A week ago Sunday afternoon my cousin called.
She called to tell us that my sweet Aunt Margaret had just died that afternoon in a Houston hospital of injuries sustained in a car accident that happened between church and the cafeteria earlier in the day. Her beloved care-giver was driving when a young man driving an ice truck misjudged the clearness of the intersection and hit on Margaret's side of the car.
She was 91. Having survived many health issues and numerous surgeries including a heart triple by-pass, being taken in such an abrupt and difficult way, after all she had gone through, was quite unexpected. Her loss is painful to her family and friends, but her life was one that touched all of us with love, sweetness and a gentle spirit.
She modeled for all of us a deep dependence on God. She was one of those rare individuals whose life was characterized by a kindness and a genuine inner contentment that superseded even the severest circumstances. Her quiet trust in God was an anchor for her husband, her three daughters, her grandchildren and her extended family. I cannot imagine my life without her strong influence - always tangible but unassuming. She modeled love of God and family, excellence in living and impeccable integrity.

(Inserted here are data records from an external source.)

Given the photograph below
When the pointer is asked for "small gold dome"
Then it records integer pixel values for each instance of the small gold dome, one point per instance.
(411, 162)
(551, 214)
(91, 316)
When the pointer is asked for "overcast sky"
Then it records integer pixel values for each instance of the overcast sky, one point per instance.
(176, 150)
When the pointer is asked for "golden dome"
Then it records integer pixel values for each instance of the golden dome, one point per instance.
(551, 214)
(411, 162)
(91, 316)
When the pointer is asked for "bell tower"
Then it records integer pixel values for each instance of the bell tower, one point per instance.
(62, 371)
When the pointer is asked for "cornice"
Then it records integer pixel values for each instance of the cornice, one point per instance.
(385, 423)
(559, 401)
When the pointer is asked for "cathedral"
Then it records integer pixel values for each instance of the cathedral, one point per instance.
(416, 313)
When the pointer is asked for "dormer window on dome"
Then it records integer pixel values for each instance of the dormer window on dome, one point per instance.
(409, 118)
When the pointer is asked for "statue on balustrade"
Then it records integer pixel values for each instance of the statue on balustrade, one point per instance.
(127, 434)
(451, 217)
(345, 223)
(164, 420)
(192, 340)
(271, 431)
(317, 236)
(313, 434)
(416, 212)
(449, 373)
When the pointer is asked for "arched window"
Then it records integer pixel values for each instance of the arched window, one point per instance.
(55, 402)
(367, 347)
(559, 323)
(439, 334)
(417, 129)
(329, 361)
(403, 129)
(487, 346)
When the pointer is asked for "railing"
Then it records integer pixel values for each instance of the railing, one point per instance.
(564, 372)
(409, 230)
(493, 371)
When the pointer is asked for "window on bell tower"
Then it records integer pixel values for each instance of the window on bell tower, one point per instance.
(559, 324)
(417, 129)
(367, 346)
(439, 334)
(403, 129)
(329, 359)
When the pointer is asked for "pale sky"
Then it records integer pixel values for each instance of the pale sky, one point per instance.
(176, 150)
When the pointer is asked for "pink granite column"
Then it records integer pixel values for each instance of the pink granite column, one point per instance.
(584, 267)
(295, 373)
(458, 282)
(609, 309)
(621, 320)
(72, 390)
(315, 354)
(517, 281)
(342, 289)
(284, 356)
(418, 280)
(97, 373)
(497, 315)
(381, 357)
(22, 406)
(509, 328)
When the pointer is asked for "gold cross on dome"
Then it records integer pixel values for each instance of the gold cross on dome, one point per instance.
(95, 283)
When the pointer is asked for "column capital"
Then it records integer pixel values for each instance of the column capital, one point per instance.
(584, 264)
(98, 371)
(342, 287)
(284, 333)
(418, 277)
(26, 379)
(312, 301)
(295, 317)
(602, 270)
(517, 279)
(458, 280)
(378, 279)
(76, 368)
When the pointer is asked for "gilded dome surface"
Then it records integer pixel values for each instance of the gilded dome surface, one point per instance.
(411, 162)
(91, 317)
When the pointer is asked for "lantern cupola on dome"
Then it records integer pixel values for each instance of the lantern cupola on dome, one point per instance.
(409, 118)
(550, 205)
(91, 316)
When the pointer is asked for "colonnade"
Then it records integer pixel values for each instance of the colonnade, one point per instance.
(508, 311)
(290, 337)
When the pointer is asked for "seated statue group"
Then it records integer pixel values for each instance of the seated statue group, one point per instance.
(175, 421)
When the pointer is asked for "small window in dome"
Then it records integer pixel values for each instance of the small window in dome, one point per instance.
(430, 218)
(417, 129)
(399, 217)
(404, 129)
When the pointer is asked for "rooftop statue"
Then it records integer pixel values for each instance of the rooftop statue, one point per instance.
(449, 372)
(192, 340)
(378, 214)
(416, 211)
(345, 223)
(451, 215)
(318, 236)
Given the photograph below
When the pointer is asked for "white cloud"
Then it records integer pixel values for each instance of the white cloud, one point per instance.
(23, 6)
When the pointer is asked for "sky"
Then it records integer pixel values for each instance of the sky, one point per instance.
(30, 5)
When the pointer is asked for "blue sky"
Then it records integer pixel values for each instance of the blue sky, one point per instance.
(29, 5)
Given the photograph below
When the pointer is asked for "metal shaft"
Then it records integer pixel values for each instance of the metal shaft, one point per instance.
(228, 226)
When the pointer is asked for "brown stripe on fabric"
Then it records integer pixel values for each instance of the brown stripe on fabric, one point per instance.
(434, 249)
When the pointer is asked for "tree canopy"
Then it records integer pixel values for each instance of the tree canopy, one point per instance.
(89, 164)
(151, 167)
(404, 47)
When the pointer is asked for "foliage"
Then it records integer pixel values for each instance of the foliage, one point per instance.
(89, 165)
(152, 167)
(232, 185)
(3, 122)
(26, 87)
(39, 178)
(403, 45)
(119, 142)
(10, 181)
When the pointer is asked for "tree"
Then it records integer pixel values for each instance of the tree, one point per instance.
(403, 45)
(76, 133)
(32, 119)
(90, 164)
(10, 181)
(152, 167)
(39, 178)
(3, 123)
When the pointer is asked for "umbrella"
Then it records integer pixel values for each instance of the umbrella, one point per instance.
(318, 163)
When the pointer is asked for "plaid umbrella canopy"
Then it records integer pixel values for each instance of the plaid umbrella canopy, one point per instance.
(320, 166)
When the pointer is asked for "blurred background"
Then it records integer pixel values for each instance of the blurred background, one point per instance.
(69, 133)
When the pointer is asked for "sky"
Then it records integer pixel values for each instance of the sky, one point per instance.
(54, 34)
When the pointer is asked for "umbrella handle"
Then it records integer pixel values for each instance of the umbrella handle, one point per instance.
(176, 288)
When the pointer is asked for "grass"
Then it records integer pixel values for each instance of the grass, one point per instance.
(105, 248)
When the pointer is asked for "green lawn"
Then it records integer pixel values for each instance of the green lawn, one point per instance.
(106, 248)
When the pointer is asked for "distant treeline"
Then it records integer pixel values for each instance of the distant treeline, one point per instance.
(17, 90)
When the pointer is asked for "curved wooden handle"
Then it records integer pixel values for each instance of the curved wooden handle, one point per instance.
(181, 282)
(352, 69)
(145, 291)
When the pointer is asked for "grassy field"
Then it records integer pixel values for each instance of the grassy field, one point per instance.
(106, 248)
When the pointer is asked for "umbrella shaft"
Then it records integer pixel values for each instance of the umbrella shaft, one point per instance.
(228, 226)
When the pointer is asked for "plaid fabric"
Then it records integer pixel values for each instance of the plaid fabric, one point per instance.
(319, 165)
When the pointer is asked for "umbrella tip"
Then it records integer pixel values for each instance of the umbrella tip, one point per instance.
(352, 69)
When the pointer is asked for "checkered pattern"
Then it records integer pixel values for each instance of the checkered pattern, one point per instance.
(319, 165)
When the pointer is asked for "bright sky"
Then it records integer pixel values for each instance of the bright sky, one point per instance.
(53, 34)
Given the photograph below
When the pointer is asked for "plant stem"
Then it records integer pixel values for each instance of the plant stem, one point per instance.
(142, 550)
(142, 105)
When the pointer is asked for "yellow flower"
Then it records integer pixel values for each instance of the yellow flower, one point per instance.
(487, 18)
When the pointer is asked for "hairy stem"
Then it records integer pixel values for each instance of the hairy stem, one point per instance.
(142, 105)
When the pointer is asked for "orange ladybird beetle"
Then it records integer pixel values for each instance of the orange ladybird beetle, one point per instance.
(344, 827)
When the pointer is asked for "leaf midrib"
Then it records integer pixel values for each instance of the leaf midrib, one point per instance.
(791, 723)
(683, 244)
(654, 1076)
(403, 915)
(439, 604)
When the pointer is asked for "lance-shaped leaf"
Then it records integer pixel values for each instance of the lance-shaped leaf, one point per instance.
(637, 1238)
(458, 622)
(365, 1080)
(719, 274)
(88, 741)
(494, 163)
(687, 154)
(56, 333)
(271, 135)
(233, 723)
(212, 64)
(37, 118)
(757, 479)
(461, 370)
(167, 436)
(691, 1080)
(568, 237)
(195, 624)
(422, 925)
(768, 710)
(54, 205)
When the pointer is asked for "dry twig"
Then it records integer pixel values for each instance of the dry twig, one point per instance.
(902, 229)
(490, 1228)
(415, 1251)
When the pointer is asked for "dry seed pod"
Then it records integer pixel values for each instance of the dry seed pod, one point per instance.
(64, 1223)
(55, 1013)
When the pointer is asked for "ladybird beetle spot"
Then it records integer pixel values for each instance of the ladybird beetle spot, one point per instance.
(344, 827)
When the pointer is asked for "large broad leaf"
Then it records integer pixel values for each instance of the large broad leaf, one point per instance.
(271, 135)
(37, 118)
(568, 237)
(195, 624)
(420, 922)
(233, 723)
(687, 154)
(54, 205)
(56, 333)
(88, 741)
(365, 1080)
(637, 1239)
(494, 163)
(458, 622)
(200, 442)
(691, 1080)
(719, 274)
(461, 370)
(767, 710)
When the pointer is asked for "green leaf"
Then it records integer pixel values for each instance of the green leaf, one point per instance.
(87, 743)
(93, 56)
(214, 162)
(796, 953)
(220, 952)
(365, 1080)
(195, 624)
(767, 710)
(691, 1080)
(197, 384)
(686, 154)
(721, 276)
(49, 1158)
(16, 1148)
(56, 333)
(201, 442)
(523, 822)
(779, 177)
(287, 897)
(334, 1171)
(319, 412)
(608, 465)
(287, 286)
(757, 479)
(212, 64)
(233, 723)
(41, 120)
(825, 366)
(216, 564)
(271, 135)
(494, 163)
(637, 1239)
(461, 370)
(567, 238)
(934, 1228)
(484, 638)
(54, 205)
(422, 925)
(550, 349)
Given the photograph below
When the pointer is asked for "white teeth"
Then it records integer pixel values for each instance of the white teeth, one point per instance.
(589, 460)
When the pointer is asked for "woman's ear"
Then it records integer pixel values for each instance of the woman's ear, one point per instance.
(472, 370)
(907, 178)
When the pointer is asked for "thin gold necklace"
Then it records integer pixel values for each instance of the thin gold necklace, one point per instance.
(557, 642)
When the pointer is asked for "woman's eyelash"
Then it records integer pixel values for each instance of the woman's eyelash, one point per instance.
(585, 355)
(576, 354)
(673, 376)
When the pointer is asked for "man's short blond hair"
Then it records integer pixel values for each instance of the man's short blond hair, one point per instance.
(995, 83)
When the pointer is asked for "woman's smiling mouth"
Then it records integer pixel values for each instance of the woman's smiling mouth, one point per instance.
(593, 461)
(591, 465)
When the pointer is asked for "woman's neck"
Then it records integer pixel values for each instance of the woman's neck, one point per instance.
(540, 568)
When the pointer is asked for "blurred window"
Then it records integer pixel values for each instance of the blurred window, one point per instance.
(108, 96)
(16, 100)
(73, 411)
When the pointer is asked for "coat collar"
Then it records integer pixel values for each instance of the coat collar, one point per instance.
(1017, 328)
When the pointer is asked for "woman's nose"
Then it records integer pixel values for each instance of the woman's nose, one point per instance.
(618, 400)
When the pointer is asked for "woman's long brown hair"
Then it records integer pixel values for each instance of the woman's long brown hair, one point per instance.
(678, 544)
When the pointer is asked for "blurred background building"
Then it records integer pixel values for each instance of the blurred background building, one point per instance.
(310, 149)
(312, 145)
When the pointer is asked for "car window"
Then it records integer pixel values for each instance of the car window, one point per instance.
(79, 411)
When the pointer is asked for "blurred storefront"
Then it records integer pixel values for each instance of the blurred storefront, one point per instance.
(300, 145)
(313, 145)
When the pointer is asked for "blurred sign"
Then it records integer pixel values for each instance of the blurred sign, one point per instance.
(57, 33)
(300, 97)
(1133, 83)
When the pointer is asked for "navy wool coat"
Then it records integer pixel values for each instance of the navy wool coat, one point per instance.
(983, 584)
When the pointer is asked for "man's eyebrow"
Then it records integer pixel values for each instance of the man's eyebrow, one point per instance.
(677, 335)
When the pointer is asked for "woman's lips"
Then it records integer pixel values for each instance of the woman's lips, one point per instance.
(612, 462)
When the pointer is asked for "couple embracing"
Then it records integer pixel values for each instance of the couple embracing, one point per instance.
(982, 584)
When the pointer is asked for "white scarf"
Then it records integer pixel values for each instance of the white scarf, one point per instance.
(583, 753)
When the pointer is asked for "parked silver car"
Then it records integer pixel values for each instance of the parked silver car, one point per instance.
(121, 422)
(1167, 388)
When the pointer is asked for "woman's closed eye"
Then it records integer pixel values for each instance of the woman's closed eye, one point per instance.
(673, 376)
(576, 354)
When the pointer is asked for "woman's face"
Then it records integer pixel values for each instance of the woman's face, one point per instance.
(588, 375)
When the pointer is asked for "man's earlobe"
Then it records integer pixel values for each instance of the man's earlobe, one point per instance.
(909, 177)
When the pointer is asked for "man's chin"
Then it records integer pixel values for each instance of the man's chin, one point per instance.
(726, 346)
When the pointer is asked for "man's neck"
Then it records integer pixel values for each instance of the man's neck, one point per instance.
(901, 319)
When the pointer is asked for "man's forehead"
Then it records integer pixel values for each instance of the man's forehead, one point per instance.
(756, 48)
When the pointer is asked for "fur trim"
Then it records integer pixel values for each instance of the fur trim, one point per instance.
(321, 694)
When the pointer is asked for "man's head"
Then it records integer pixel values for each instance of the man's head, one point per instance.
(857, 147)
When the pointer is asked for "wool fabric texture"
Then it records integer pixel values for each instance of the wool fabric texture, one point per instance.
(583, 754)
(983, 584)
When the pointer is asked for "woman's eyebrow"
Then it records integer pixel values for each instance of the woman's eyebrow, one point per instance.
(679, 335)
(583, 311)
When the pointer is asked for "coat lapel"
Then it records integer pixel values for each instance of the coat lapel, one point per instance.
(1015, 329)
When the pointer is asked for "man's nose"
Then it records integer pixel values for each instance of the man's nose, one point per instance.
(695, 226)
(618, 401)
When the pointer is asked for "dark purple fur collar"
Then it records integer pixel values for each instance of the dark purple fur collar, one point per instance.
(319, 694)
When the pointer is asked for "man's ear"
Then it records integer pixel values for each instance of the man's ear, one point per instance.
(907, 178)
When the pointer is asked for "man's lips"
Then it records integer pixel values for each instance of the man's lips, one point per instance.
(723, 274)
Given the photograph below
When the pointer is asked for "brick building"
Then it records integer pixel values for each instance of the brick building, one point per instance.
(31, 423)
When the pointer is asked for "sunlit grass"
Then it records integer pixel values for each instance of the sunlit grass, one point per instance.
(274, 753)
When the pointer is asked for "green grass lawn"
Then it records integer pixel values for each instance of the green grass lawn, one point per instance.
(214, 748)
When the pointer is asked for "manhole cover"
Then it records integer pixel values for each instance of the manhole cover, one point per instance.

My cousin wrote, “At the age of six, Margaret went to live with her aunt and uncle, a childless couple who deeply longed for children and asked her parents if they could keep one of their seven children for a school year. For the rest of her childhood, Margaret spent school years with her aunt and uncle and summers with her own family in whatever part of the oil-patch her Dad was working at the time. Her sweet nature was such that she always knew both families loved her and she accepted the arrangement of the adults without objection.”
These events and the earthly loss of someone so dear and part of your life, brings into laser focus several things: how important relationships are, especially as more and more of those you love are now in heaven; how brief life really is compared to eternity; and how the questions must be asked while the person is still alive who knows and lived the stories. Sometimes in the living we don’t reflect on what really happened until it is too late.
Margaret was my last living relative from my parents' generation. Now, there is no one left who can answer my questions about the family in the past. Maybe this is why in the early chapters of Deuteronomy and Joshua the children of Israel were commanded to tell the stories – the stories of God’s calling and deliverance and purposes. Tell it to your children and to their children and to their children--on and on and on--so the stories would not be forgotten.
My sweet aunt will not be forgotten, but oh, how I wish I had asked her more questions.